HAMPSHIRE Police could be set for a £10 million funding boost – the government has announced.

But it will be already hard-pressed council tax payers who will be funding it, critics say.

It comes as the Home Office announced a £450 million funding package yesterday for forces across England and Wales.

Police will be given an extra £180 million to combat terrorism and cyber crime, while another £175 million will also be put into a national pot to cover ‘transformation’ projects.

But the other half of the Home Office’s funding package could come from local police chiefs increasing their precept charges on the yearly council tax bill.

Police and Crime Commissioners will now be able to raise their charge by up to £12 each year – bringing to an end the current £5 cap.

If Hampshire’s commissioner Michael Lane does opt for the £12 increase, it could bring in an extra £9.6 million for the county’s police force, alongside the boost in anti-terrorism and cyber funding.

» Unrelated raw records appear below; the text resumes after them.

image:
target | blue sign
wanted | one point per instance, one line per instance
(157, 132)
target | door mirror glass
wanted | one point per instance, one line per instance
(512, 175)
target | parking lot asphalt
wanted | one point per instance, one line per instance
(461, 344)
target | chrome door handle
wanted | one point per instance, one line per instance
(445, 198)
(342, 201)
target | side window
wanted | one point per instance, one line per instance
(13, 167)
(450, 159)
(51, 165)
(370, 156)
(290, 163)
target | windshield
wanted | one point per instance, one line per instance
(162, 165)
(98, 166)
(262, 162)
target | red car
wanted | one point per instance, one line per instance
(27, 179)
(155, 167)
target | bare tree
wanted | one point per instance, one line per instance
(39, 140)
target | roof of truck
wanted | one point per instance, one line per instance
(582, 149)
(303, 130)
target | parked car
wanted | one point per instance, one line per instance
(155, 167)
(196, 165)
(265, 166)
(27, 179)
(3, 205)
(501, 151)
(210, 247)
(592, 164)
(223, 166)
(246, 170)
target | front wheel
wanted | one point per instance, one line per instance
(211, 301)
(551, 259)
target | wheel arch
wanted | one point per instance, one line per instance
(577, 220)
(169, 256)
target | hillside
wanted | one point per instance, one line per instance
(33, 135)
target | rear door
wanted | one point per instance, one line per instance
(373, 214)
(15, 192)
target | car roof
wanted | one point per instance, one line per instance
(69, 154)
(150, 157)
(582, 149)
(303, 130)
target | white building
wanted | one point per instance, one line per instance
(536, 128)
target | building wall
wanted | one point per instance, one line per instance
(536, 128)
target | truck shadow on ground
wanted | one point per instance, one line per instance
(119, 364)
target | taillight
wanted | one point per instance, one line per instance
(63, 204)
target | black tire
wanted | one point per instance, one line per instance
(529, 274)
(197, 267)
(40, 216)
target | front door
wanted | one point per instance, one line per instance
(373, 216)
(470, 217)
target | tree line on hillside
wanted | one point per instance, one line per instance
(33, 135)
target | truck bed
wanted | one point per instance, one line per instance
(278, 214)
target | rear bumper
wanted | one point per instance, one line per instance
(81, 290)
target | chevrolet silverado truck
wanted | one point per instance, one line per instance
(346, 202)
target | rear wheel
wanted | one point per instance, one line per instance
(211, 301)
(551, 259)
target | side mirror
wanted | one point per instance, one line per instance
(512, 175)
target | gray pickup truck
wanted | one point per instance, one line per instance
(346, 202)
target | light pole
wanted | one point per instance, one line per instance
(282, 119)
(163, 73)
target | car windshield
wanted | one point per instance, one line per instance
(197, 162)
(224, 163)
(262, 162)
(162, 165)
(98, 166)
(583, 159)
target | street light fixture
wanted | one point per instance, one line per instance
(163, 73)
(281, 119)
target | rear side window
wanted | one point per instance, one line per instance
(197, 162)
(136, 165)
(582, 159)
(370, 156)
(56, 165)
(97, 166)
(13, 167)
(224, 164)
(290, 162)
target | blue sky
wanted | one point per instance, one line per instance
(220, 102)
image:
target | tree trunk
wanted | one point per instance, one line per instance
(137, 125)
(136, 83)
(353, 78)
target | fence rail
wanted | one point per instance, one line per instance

The decision has drawn praise from local politicians, including Southampton Itchen MP, Royston Smith, and Eastleigh’s Conservative MP, Mims Davies, both who welcomed the increase in funding.

However John Apter, chairman of the Hampshire Police Federation, accused the government of “passing the buck” over police funding.

He said: “The government can’t wash its hands with responsibility by passing the buck onto local police and crime commissioners.

“But I say through gritted teeth that I would encourage our police and crime commissioner to raise the precept by the highest possible amount.

“We are in a crisis and we need better funding and if the only way we can get that is through local taxation then we should.”

Another to criticise the move was MP for Southampton Test, Alan Whitehead.

The Labour MP accused the government of replacing £400 million pound of cuts last year by “raiding the local tax payer.”

However, Home Secretary, Amber Rudd, said the government’s funding will “encourage reform” and help forces embrace digital policing.

Hampshire Police and Crime Commissioner Michael Lane welcomed the move.

He said: “I’m delighted that the minister has recognised the need for flexibility in the precept local tax setting powers and has given me the option of £1 a month, £12 a year.

“If that is something that I would wish to exercise on your behalf.

“It is also the levels that we need to maintain as I’m advised professionally by the Chief Constable to keep us all safer from the greatest threats and risks of harm.”